Things I Know 156 of 365: The clothes make neither the man nor the idea

Make it work.

– Tim Gunn

In one of my favorite essays, Robert Fulghum recounts his days as an art teacher, admitting he wore two buttons in the classroom.

One read “Trust me. I’m the teacher.” The other read, “Question authority.”

I first read the essay as a kid of 12, so I remember thinking it funny in an old people kind of way.

Now that I’m a teacher, I am more conscious of the image I exude in the classroom and the message of those buttons. At any point in the year, you might have walked into my classroom and found me in pressed chinos, a button-down and a bow tie or jeans and a sweater.

Today, as some visitors from another school entered my room, I saw their eyes flash to my feet.

We’re in the midst of a heat wave in Philadelphia, and I chose sandals as I got dressed this morning. I’m supposed to be a hippie English teacher, right?

My guests, as some do when they go visiting, were dressed formally.

I’m not certain whether or not they caught me catching them looking at my choice in footwear.

I made no mention of it as introductions were made – I do have some social graces.

Visiting SLA to discuss the integration of technology into the classroom, they asked if I could talk about what my students were doing in class.

I explained they were working on writing projects of choice, which they’d researched individually with peer review of that same research.

I spoke to the fact that students were exploring types of writing and writerly voices at a variety and depth I’d never have been able to match had I set such an ambitious agenda.

I talked about synchronous editing and how Google Docs afforded me the ability to watch not only my students’ progress as writers, but their progress as editors and revisers as well.

I expounded on how allowing for choice, setting basic expectations and utilizing all the available tools gave me access to more data and understanding of students’ needs and abilities than I’d ever have access to in a standard classroom.

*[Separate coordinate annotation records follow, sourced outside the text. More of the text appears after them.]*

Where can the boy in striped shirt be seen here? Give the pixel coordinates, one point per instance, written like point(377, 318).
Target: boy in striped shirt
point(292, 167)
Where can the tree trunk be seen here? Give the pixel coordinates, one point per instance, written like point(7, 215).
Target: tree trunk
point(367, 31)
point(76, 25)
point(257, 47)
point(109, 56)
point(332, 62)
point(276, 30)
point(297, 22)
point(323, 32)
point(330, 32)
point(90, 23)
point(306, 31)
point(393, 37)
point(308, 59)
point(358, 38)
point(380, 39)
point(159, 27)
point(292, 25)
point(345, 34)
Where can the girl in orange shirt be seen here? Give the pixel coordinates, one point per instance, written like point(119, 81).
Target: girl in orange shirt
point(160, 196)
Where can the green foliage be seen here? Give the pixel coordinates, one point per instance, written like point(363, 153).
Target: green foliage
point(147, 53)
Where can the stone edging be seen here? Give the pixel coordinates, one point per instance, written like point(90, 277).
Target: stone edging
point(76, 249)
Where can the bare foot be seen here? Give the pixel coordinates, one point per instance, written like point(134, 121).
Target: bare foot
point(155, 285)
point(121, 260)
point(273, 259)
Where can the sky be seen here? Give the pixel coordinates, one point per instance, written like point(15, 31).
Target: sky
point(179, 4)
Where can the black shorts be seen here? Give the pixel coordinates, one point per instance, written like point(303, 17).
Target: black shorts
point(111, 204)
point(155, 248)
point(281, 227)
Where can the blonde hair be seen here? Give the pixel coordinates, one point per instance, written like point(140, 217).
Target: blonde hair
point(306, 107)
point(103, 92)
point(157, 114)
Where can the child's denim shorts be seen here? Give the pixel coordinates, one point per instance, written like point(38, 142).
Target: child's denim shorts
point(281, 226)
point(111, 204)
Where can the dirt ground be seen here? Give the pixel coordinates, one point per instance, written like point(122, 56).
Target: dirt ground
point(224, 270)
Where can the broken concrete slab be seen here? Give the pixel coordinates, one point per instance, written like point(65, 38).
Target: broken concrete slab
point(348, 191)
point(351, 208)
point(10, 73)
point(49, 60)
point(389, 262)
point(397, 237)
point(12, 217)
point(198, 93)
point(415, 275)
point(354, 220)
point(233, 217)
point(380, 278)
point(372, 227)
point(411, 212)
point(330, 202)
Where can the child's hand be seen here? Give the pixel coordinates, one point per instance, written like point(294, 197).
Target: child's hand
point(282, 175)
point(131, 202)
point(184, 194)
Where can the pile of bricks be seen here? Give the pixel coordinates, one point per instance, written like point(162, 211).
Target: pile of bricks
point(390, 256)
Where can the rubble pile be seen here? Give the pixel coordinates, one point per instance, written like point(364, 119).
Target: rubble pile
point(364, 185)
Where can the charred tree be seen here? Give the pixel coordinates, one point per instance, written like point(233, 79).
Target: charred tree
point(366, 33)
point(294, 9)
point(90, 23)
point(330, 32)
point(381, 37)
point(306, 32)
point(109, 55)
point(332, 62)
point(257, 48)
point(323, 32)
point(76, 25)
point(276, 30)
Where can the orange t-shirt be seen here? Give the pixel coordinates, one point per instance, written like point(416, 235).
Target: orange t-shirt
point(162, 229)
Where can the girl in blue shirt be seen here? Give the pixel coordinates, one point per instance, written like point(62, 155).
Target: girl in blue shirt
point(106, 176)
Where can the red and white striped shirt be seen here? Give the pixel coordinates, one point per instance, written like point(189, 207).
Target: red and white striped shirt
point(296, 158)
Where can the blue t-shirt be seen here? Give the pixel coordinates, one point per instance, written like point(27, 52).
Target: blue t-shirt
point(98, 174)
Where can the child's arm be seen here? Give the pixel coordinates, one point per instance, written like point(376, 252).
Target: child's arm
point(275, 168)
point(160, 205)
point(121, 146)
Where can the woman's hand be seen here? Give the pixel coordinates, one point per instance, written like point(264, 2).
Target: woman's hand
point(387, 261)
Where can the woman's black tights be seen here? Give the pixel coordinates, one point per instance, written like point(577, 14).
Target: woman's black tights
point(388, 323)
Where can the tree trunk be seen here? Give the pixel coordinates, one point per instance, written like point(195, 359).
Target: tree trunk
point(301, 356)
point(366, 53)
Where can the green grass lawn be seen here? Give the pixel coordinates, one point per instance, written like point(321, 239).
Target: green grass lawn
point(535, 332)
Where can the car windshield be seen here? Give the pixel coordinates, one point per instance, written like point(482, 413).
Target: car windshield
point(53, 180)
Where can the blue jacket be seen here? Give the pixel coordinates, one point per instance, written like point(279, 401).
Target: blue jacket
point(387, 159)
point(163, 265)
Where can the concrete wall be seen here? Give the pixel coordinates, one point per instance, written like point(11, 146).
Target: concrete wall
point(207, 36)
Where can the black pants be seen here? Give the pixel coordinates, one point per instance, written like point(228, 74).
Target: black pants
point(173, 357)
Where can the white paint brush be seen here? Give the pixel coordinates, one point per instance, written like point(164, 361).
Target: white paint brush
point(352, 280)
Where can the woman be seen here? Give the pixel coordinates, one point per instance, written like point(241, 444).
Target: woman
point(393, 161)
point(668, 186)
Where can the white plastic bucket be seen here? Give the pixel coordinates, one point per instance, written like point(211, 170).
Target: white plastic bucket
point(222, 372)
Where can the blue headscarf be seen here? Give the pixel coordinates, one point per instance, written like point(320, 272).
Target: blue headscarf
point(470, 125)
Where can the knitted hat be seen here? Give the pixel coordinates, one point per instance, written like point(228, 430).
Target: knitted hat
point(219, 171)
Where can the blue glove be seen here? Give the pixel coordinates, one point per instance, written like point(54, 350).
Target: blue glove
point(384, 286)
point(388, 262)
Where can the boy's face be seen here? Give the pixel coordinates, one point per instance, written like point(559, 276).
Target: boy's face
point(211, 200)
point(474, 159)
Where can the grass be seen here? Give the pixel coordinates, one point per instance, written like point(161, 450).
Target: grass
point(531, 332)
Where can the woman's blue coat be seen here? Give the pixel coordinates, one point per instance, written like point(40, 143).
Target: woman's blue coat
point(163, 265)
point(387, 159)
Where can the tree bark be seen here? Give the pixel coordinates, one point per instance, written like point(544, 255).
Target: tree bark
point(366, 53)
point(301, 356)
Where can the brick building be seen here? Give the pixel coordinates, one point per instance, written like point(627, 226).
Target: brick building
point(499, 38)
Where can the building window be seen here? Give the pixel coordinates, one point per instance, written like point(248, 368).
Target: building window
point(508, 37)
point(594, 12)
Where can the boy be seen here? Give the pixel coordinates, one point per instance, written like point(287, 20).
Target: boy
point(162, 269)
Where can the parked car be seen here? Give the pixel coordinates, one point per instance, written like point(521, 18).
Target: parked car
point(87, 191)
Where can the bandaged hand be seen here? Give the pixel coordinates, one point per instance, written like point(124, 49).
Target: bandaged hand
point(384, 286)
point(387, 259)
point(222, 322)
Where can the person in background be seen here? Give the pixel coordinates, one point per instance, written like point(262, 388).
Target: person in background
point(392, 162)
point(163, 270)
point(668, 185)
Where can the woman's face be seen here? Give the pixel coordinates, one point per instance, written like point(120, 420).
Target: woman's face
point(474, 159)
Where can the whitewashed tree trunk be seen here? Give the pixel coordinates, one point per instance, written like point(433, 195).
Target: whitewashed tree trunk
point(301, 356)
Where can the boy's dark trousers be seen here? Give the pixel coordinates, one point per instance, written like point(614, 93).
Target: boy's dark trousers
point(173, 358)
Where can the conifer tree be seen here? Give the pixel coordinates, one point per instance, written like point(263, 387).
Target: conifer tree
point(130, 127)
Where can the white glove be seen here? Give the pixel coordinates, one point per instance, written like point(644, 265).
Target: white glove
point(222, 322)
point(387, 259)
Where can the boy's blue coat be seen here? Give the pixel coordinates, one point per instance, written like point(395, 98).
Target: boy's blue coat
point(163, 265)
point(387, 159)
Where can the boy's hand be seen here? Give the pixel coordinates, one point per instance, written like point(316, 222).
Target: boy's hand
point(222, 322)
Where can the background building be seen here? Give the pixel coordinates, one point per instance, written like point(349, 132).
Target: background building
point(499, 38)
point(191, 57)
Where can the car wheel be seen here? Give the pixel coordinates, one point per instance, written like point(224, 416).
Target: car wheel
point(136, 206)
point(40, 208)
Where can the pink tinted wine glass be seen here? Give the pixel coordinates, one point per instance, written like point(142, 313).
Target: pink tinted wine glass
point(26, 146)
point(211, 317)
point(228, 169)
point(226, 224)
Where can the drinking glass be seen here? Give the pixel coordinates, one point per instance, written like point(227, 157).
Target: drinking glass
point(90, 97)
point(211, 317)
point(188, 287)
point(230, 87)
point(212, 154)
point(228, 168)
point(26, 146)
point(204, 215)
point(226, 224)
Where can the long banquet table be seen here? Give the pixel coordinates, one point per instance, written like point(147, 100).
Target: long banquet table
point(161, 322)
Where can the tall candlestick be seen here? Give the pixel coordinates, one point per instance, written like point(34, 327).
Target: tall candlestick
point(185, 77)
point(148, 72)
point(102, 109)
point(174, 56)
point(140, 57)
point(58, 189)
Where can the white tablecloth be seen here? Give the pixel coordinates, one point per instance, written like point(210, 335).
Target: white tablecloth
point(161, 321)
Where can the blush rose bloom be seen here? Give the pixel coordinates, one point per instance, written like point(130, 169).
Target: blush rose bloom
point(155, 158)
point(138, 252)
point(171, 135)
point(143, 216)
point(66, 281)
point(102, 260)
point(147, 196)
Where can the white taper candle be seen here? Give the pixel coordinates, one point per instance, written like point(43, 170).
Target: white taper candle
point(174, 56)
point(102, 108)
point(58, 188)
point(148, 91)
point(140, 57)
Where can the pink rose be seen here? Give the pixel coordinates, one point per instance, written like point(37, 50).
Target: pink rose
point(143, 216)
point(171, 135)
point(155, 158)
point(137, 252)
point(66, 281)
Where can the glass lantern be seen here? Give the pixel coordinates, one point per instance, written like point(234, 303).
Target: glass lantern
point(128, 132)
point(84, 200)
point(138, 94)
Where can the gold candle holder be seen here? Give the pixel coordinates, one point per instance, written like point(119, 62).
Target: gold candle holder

And, I did it all wearing sandals.

I asked my guests to trust me as a teacher, but showed them it was okay to question authority.

I realize sometimes wearing the uniform of the realm makes access easier to obtain. I wore a suit to prom and will dress up for graduation. Tuesday, though, I wore a shirt with a skulls and crossbones as well as a toy sheriff’s badge with my name on it a student gave me.

You’re just as likely as not to find me dressing the part on any day.

Still, there’s something to be said for reminding ourselves that ideas have no uniform and that the shapes of creativity never are.

I’d hate to think I ever missed an amazing idea or person because I’d decided they weren’t dressed up enough.

2 thoughts on “Things I Know 156 of 365: The clothes make neither the man nor the idea

  1. My three biggest shocks when I walked into a Dutch school for the first time: 1. There's a smoking lounge in the teacher's lounge.2. Kids can smoke on campus and drink beer at graduation if they're old enough (16+), hence the cases of beer in the pantry. 3. Teachers dressed down at work for the most part. The last one really shocked me. I'd been told when I started my student teaching in the states that I absolutely had to dress up every single day so that I could command the respect from students that my position deserved. Not even on the special “donate to ROTC so you can wear jeans Friday” could I wear jeans. I met a Dutch teacher that did her student teaching internship in Pennsylvania through an exchange program and the clothing was one of the first things that shocked her. She had to buy pants suits and collared shirts and a bunch of other things to “dress the part.” She told me that Dutch teachers are more casual at work and choose to dress up if they're going out for a night on the town. It's nothing new now for me to see teachers wearing graphic tees with catchy, inspiring sayings or to see an administrator wearing jeans, shirt, and a linen blazer (about as dressed up as it gets over there). I wrote a post about it a while back (http://www.seemaryteach.com/20… I'm excited to start teaching in this new country for a variety of reasons, but I can't deny that being told “it's okay – we respect you regardless of whether you're in a pants suit” wasn't one of the big ones.

  2. This is interesting to me for obvious reasons, but as I was applying for high schools in middle school, my parents were looking to put me into a quaker school because they make up the majority of school in my area. One of the interesting features of those schools is that the teachers are called by their first names by other faculty and students alike. This was mind blowing to me because I don't and I still haven't talked any adult without calling them first by their title.But I quickly realized that the intent behind this was to break down some of the stratification behind kids relationships with adults. It was interesting to see that dynamic in their classrooms and I feel that clothing has a similar effect on students where there is no uniform. The informal spirit that kids instinctually have never really fits in the confines of formal clothes and interactions. Leather sandals or yoga pants, I can see that clothing often bears no significance to what you can expect from teachers, or people for that matter.